Try this classic English dessert and afternoon tea favourite. It's easy to make and really delicious.
Classic Bakewell tart
- Preparation time: 1 hour, plus 1 hour chilling
- Cooking time: 30 minutes to 35 minutes
- Total time: 2 hours 30 minutes to 2 hours 35 minutes
For the pastry:
200g plain flour, plus extra for dusting
Pinch of salt
2 tbsp icing sugar
100g unsalted butter, chilled and cubed
2 large egg yolks, beaten
For the filling:
6 tbsp strawberry jam
100g unsalted butter, softened
125g caster sugar
3 large eggs, beaten
1/2 tsp almond extract
150g ground almonds
25g flaked almonds
1 tbsp icing sugar, sifted
- First, make the pastry. Sift the flour, pinch of salt and icing sugar into a large mixing bowl. Using your fingertips, rub the butter into the flour until the mixture resembles fine breadcrumbs . Alternatively pulse in a food processor.
- Stir in just enough egg yolk to form a dough that is soft but not sticky. Push the pastry together and shape into a flat circle. Wrap in clingfilm and chill for half an hour in the fridge.
- Transfer the pastry to a lightly floured work surface. Lightly flour a rolling pin and roll the pastry out until it is 3mm thick – about the thickness of a pound coin. Pick up the pastry with the rolling pin and use to line a 23cm fluted tart tin. Trim the edges with a knife. Press well into the corners, using a ball of spare pastry to gently stretch it into place. Chill for another half an hour in the fridge.
- Preheat the oven to 190°C, gas mark 5. Lightly prick the pastry with a fork, then line with baking parchment and fill with baking beans. Place on a baking sheet and bake for 15 minutes. Remove the baking beans and parchment and return to the oven for 5 minutes until lightly golden and dry to the touch. Allow to cool.

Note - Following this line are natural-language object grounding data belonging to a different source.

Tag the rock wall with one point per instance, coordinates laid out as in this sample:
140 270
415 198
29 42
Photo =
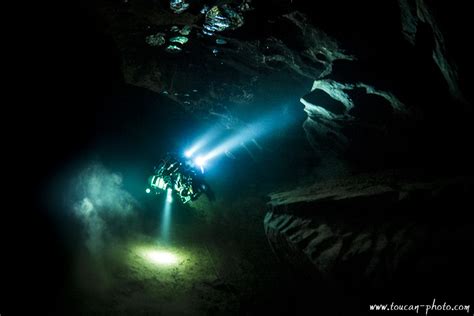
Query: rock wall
369 233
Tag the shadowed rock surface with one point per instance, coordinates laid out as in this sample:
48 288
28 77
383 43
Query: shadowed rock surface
373 232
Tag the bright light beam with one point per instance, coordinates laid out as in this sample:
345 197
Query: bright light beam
166 219
252 131
203 141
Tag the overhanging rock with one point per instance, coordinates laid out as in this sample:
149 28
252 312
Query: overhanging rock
368 232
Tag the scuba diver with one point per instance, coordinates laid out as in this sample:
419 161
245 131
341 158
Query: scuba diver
174 174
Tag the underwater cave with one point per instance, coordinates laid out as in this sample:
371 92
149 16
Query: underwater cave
245 157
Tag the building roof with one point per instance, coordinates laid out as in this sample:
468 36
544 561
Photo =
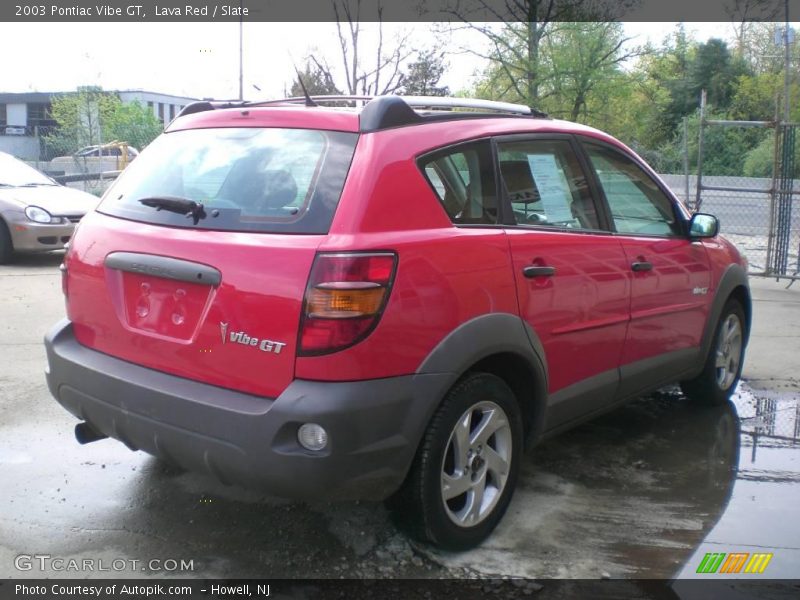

- To make the filling, turn the oven down to 180°C, gas mark 4. Spread jam over the pastry. Place the butter and sugar in a bowl and beat together until pale and fluffy. Begin adding the eggs, a little at a time – they could curdle if you add them too fast. Add the almond extract and fold in the ground almonds.
- Spoon the mixture over the jam and spread out with the back of a spoon. Sprinkle over the flaked almonds. Return the tart to the baking sheet and place on the middle shelf of the oven for 30–35 minutes, or until the filling is golden on top and feels firm in the middle. If the tart seems to be browning too quickly, cover with a sheet of foil.
- Remove from the oven, allow to cool slightly, then remove from the tin and dust with icing sugar. Slice into 8 portions and serve.